The fifth section asks for a description of the plaintiff’s claim; for example, the amount of money/property you want to recover. You need to explain the basic facts of your case. This does not have to be detailed. For example, “I left my shirt with Jones Company to be cleaned, but they ruined it. It was a brand-new shirt.”   You will have your chance to present more detail at your trial.



The California Complaint form in Small Claims court is similarly simple:




The Plaintiff claims the Defendant owes $______________ (Explain below)


a. Why does the Defendant owe the Plaintiff money? ______________________________


b. When did this happen?

c. How did you calculate the money owed to you?

   __  Check here if you need more space.

I have the New York State Small Claims form in front of me (actual hardcopy), and it says



Amount of Claim $ __________


___  RENT DUE


___ [separate lines for each of the following types of claim: Rent Due, Return of Security Deposit, Auto Accident, Non-Payment for Good Delivered and/or Services Provided, Defective Goods Received or Services Rendered]


____ Other – (Include date of incident and BRIEF description  __________  _____________________________________________________ [3 lines given]


This informal method of pleading makes sense in a court that offers access to non-lawyers.  It becomes the judge’s duty to decide whether the facts fit a known cause of action, and whether various types of damages are appropriate.  Therefore, Mrs.

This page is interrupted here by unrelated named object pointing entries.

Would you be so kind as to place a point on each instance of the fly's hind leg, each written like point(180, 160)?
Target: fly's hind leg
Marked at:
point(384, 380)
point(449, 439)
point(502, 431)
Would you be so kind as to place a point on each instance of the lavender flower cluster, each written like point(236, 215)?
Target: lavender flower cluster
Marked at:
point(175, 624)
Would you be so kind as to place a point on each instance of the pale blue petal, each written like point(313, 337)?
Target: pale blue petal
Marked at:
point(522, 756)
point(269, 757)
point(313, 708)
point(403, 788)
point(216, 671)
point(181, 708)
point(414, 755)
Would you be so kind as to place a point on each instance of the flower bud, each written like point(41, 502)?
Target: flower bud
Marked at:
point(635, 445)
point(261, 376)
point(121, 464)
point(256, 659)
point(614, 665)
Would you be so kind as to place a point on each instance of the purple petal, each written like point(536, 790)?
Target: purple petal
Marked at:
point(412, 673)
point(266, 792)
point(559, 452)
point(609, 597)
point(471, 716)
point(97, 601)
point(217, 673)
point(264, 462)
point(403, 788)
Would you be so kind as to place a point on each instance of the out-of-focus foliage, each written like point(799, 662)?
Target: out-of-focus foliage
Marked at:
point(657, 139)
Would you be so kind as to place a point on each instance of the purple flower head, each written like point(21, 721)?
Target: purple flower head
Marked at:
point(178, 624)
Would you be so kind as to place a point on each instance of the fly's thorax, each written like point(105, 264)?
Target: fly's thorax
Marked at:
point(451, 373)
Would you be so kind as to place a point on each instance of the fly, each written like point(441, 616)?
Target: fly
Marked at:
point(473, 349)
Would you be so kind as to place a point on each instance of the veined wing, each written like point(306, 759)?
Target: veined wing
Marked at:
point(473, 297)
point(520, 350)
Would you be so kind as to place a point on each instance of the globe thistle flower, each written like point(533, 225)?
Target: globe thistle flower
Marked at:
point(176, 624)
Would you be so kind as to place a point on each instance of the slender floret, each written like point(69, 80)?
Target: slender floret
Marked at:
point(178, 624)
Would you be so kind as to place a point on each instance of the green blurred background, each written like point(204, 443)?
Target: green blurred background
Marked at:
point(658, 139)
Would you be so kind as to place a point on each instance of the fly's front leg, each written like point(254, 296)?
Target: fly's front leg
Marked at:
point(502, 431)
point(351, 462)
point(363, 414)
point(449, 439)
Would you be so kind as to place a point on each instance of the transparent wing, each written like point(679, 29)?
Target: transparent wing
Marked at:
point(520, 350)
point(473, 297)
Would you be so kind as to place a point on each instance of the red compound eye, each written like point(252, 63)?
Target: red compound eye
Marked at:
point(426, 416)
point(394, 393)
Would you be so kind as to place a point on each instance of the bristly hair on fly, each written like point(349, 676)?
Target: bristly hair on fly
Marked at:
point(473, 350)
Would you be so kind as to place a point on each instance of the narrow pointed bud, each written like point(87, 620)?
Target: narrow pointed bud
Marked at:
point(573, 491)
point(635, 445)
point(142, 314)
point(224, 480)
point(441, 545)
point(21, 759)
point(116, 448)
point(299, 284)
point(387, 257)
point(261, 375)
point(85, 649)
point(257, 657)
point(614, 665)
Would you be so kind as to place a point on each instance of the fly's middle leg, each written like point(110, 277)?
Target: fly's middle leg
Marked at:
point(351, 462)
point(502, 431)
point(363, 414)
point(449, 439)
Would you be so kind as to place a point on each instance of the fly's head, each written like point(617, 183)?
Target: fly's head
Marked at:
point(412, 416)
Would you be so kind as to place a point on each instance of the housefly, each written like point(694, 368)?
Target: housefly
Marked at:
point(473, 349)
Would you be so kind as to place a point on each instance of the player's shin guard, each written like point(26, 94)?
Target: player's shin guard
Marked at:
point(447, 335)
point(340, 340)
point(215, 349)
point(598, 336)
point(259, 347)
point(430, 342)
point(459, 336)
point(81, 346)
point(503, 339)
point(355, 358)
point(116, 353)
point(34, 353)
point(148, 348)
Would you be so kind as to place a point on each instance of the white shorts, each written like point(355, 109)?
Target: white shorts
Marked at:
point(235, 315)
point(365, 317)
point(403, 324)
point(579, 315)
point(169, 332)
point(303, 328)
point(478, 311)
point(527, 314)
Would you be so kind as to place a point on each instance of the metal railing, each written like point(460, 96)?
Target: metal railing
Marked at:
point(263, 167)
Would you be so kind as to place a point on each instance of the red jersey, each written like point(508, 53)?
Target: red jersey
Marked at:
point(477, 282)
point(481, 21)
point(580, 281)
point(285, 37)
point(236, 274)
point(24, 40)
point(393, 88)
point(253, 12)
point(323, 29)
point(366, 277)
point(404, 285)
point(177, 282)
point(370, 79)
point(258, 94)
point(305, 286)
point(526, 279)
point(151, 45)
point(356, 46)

Young did not have to name a cause of action, nor be aware of the criteria for non-economic or punitive damages.  The judge would take evidence and decide whether she has proven her case with regard to the various amounts she claims that defendant “owes” to her.



  • By the way, Colorado’s small claims court system received the third highest score in the nation in HALT’s 2004 Small Claims Report Card.